CReF: Cross-modal and Recurrent Fusion for Depth-conditioned Humanoid Locomotion

arXiv cs.RO / 4/1/2026

📰 NewsSignals & Early TrendsIdeas & Deep AnalysisModels & Research

Key Points

  • The paper introduces CReF (Cross-modal and Recurrent Fusion), a single-stage depth-conditioned humanoid locomotion framework that learns directly from raw forward-facing depth rather than relying on explicit geometric intermediates like 2.5D terrain representations or auxiliary depth targets.
  • CReF uses proprioception-queried cross-modal attention to fuse proprioceptive and depth tokens, followed by a gated residual fusion block to combine representations effectively.
  • Temporal behavior is integrated via a GRU with a highway-style output gate that adaptively blends recurrent state features with feedforward features depending on the robot’s situation.
  • To improve real-world terrain interaction, the method adds a terrain-aware foothold placement reward that uses foot-end point clouds to generate supportable foothold candidates and rewards touchdowns near the nearest feasible candidate.
  • Experiments report robust traversal in both simulation and on a physical humanoid, including zero-shot transfer to real scenes with handrails, hollow structures, reflective interference, and visually cluttered outdoor environments.

Abstract

Stable traversal over geometrically complex terrain increasingly requires exteroceptive perception, yet prior perceptive humanoid locomotion methods often remain tied to explicit geometric abstractions, either by mediating control through robot-centric 2.5D terrain representations or by shaping depth learning with auxiliary geometry-related targets.
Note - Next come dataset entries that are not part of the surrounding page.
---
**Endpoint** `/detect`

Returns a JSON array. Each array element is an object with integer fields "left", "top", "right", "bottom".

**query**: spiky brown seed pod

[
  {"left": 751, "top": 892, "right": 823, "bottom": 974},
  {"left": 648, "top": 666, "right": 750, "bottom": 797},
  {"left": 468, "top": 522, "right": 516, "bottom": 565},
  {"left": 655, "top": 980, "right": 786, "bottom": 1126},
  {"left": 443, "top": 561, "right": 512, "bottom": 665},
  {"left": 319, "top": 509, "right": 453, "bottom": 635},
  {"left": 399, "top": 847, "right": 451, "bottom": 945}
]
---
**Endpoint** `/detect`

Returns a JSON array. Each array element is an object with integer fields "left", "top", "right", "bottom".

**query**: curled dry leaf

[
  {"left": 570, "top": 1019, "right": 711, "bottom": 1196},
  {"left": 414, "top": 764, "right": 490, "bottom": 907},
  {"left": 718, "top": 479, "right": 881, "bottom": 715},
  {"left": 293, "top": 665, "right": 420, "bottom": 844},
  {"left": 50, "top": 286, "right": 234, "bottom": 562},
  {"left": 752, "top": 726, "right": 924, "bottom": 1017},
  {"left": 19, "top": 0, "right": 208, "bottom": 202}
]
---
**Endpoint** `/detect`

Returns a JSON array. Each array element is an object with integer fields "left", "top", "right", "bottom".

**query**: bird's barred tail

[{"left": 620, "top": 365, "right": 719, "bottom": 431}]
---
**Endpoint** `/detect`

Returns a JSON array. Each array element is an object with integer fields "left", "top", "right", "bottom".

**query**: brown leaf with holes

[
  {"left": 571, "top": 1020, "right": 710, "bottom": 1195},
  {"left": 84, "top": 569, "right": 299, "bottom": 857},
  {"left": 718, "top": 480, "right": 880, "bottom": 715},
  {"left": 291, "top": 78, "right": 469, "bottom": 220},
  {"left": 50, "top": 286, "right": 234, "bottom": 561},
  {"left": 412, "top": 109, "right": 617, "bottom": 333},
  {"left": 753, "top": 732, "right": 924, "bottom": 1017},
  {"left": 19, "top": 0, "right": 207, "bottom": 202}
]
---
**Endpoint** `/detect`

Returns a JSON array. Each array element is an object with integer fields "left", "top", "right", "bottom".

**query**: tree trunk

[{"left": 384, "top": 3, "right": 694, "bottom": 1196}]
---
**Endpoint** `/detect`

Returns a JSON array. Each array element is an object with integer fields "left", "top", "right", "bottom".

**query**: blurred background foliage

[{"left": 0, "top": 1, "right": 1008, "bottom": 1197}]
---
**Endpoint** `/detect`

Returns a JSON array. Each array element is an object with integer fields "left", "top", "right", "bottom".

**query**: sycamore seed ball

Such designs inherit the representational bias of the intermediate or supervisory target and can be restrictive for vertical structures, perforated obstacles, and complex real-world clutter. We propose CReF (Cross-modal and Recurrent Fusion), a single-stage depth-conditioned humanoid locomotion framework that learns locomotion-relevant features directly from raw forward-facing depth without explicit geometric intermediates. CReF couples proprioception and depth tokens through proprioception-queried cross-modal attention, fuses the resulting representation with a gated residual fusion block, and performs temporal integration with a Gated Recurrent Unit (GRU) regulated by a highway-style output gate for state-dependent blending of recurrent and feedforward features. To further improve terrain interaction, we introduce a terrain-aware foothold placement reward that extracts supportable foothold candidates from foot-end point-cloud samples and rewards touchdown locations that lie close to the nearest supportable candidate. Experiments in simulation and on a physical humanoid demonstrate robust traversal over diverse terrains and effective zero-shot transfer to real-world scenes containing handrails, hollow pallet assemblies, severe reflective interference, and visually cluttered outdoor surroundings.